Ausblick und Praxishinweis
Wie der EuGH ausführt, hat das Landgericht München I nun genauer zu prüfen, ob die jeweiligen Dienstleistungen – insbesondere Versicherungsdienstleistungen und Vermittlung von Versicherungsdienstleistungen – substituierbar sind. Der EuGH legte sich hier bereits mit Blick auf den Akteninhalt fest. Es bleibt abzuwarten, ob das Landgericht München I dessen Argumentation folgen wird. Dabei wird es auch zu berücksichtigen haben, ob es für Verbraucher im Internet tatsächlich einen Unterschied macht, einen Versicherungsvertrag direkt über die Webseite des Versicherers abzuschließen oder dies einem Link von einem Vergleichsportal, Makler o. ä. aus folgend, geschieht. Nur in dieser eher formellen Hinsicht unterscheiden sich die Online-Angebote und die jeweiligen Leistungen. Ob Verbraucher insoweit – wie der EuGH – von „unterschiedlichen Dienstleistungsmärkten“ eines Versicherungsunternehmens und eines Vermittlers von Versicherungsdienstleistungen sprechen würden, erscheint jedenfalls sehr zweifelhaft. Würden für Verbraucher insoweit keine Unterschiede bestehen, dürften die Leistungen insoweit substituierbar und die Parteien damit Mitbewerber sein.

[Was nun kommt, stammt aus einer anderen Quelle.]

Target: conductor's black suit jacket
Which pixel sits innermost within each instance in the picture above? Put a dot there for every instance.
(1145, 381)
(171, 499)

Die Entscheidung zeigt, dass in der Praxis weiterhin genau zu prüfen ist, welcher der Mitbewerberbegriffe mit welcher Reichweite richtigerweise im Einzelfall anzuwenden ist. Der der Entscheidung des EuGH zugrundeliegende Sachverhalt zeigt anschaulich, wie fallentscheidend dies sein kann.